Arab “Unity” After the Cold War
Emotions in the Arab street in solidarity with the Palestinians are running higher than during the first intifada from 1987-1991. Whereas in 1987 a sense of pride and dignity engulfed Arabs, the mood now is closer to humiliation and anger. Images from the first intifada put Arab causes on the Western agenda, and sowed popular hopes that active Western involvement in the Israeli-Palestinian conflict might produce a just resolution. Seven years after Oslo, those hopes lie in tatters. To reflect this mood on the street, the rhetoric emanating from the Arab summit will be strong.
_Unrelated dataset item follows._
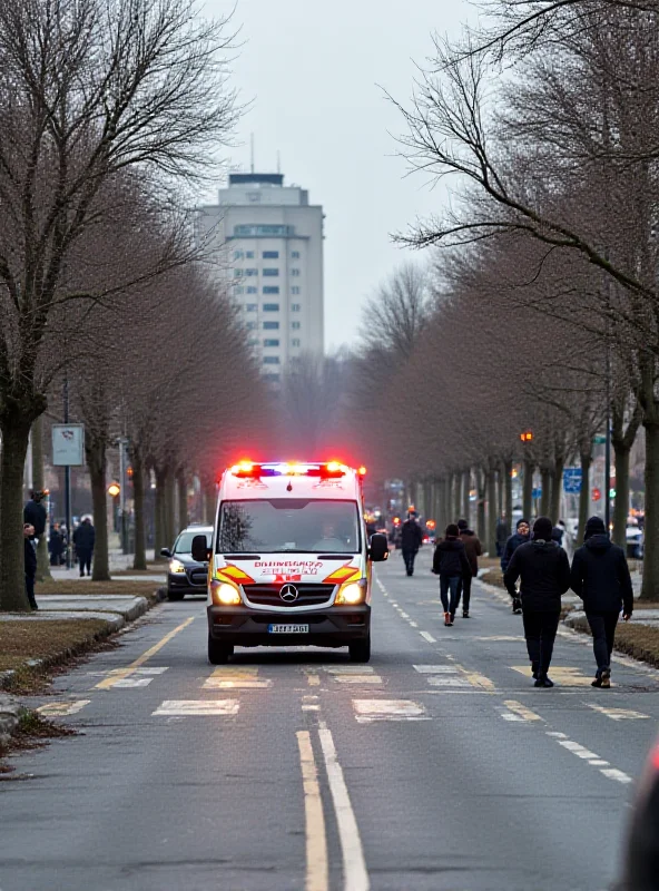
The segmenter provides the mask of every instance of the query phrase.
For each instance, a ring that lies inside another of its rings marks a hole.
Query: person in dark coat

But serious policy shifts are highly unlikely. In the Cold War era, Arab governments could put some pressure on the US by threatening (at least verbally) to reevaluate their mutual relationship, withdraw the huge Arab assets from US financial institutions, seek other arms suppliers and, most importantly, use oil as a weapon in the battle against Israel. In 1973, Arab governments imposed a partial embargo on states that supported Israel. But the demise of the USSR is not the only factor that has altered the political landscape and made such measures impossible today. All oil producers, including Saudi Arabia, are in desperate need for cash revenues from their oil exports. The Gulf Cooperation Council countries have become totally dependent on US military and security “protection” following the Gulf war. Even the PA has invested so much in cultivating US-Palestinian relations that a Palestinian demand to bring serious pressure to bear on the US would be unthinkable. The likely outcome of the summit is a strong statement expressing “concern” over continuing US bias toward Israel in the “peace process,” and renewed calls for the world’s only superpower to play the role of an “honest broker.” The Arab regimes’ predicament in the present crisis results to a large extent from their own financial and political reliance on the US—a fact that Washington policymakers know very well. Here one might recall the eccentric Muammar al-Qadhafi’s reasoning for opposing the summit: far from displaying the pined-for Arab “unity” of earlier decades, the gathering will only expose Arab helplessness.